Mario Fortuna - novaMário Fortuna foi reeleito presidente da direcção da  Câmara do Comércio e Indústria de Ponta Delgada/Associação Empresarial das ilhas de S. Miguel e Santa Maria para o período de 2019/2022.

As eleições para os órgãos sociais da instituição decorreram na terça-feira, dia 9 de Abril, tendo ido a votos apenas uma lista. Humberto Sampaio foi eleito presidente da mesa da Assembleia Geral e Gualter Couto para a presidência do Conselho Fiscal.

Segundo avançou a associação empresarial, o acto eleitoral contou com mesas eleitorais em Ponta Delgada e Vila do Porto e registou votos de 68 empresas, “das quais 97% votaram a favor e 3% votaram em branco”. 

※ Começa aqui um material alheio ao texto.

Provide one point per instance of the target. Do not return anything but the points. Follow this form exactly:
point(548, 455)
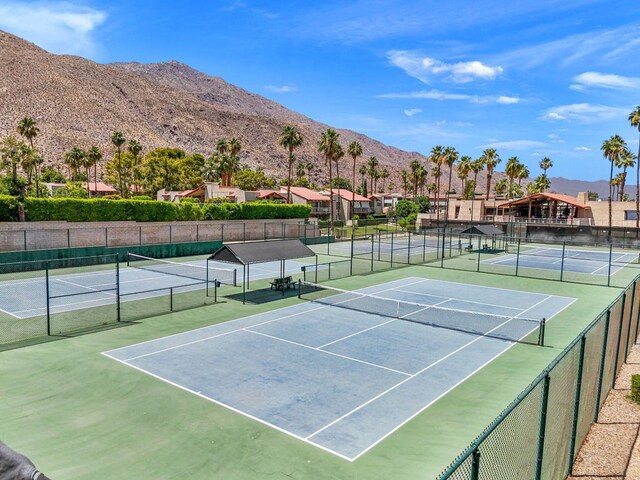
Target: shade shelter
point(250, 253)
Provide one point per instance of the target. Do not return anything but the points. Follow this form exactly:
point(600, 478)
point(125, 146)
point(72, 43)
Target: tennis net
point(199, 273)
point(502, 327)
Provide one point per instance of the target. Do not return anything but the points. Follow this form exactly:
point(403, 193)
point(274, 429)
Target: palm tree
point(612, 150)
point(634, 119)
point(464, 167)
point(491, 161)
point(290, 138)
point(626, 160)
point(134, 149)
point(545, 164)
point(512, 168)
point(354, 150)
point(384, 174)
point(27, 127)
point(476, 166)
point(328, 145)
point(74, 159)
point(117, 138)
point(93, 157)
point(372, 165)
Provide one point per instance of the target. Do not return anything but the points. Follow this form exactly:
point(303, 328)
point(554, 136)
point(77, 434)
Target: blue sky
point(532, 78)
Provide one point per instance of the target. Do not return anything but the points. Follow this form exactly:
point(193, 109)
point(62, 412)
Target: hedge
point(253, 211)
point(99, 209)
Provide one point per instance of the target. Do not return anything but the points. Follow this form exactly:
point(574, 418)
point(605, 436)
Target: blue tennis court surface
point(591, 262)
point(27, 298)
point(342, 379)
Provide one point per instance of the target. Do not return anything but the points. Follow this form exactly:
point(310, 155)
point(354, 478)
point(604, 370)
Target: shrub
point(635, 388)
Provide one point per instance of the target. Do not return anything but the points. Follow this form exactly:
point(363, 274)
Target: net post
point(475, 464)
point(603, 360)
point(46, 273)
point(609, 270)
point(543, 329)
point(564, 249)
point(615, 365)
point(118, 311)
point(576, 404)
point(543, 426)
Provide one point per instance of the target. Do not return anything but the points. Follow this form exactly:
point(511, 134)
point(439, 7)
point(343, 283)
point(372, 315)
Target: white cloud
point(602, 80)
point(440, 95)
point(281, 88)
point(516, 144)
point(410, 112)
point(59, 27)
point(424, 68)
point(507, 100)
point(583, 112)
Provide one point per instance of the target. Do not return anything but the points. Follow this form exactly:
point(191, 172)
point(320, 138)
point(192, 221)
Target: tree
point(290, 139)
point(117, 138)
point(135, 149)
point(545, 164)
point(354, 150)
point(28, 128)
point(612, 149)
point(634, 120)
point(491, 161)
point(328, 145)
point(464, 168)
point(73, 159)
point(625, 161)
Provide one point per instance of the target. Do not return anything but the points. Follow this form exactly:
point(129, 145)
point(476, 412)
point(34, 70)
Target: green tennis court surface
point(78, 414)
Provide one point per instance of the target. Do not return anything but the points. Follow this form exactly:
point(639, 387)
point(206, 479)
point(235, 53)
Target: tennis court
point(144, 278)
point(585, 261)
point(346, 369)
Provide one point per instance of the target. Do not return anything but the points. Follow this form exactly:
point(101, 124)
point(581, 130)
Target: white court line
point(317, 349)
point(232, 331)
point(431, 365)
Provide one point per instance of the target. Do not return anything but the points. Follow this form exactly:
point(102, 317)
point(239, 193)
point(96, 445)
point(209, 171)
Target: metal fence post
point(603, 360)
point(615, 365)
point(46, 273)
point(576, 405)
point(543, 426)
point(564, 247)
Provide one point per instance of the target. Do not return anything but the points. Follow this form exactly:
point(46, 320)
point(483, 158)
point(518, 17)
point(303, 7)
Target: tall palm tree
point(476, 166)
point(626, 160)
point(634, 120)
point(464, 168)
point(511, 169)
point(117, 138)
point(612, 149)
point(290, 138)
point(74, 159)
point(450, 158)
point(28, 128)
point(329, 145)
point(93, 157)
point(491, 161)
point(354, 150)
point(135, 148)
point(372, 165)
point(545, 164)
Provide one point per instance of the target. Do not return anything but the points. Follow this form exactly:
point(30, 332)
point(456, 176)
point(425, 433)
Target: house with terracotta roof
point(344, 199)
point(320, 204)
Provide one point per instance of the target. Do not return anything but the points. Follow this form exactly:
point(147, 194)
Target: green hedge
point(253, 211)
point(99, 209)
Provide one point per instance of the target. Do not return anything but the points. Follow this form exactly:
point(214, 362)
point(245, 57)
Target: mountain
point(572, 187)
point(79, 102)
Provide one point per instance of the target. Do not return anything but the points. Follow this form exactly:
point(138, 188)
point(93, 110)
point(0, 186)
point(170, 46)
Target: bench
point(280, 284)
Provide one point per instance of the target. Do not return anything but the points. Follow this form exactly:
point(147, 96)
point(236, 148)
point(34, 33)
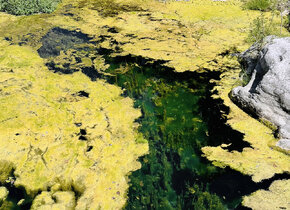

“Esta eleição registou uma votação superior em 12 votos à registada em 2016, situando-se dentro do padrão normal de quando há apenas uma lista concorrente e no quadro de obrigação de votação presencial, sem admissão de credenciais prevista em anteriores situações”, explica a CCIPD.

A lista candidata apresentou-se à eleições com o lema “Mais CCIPD, Mais Perto dos Associados”, apresentando um programa assente em sete vectores essenciais, nomeadamente a “consolidação económica e salto digital”; “uma Câmara do Comércio mais activa e mais perto dos associados”; “uma Câmara do Comércio para todos”; “apostar na Formação”; “defender boas acessibilidades, soluções de financiamento, fomento das exportações”; “uma Câmara do Comércio parceira social”; e “trabalhar por um futuro melhor”.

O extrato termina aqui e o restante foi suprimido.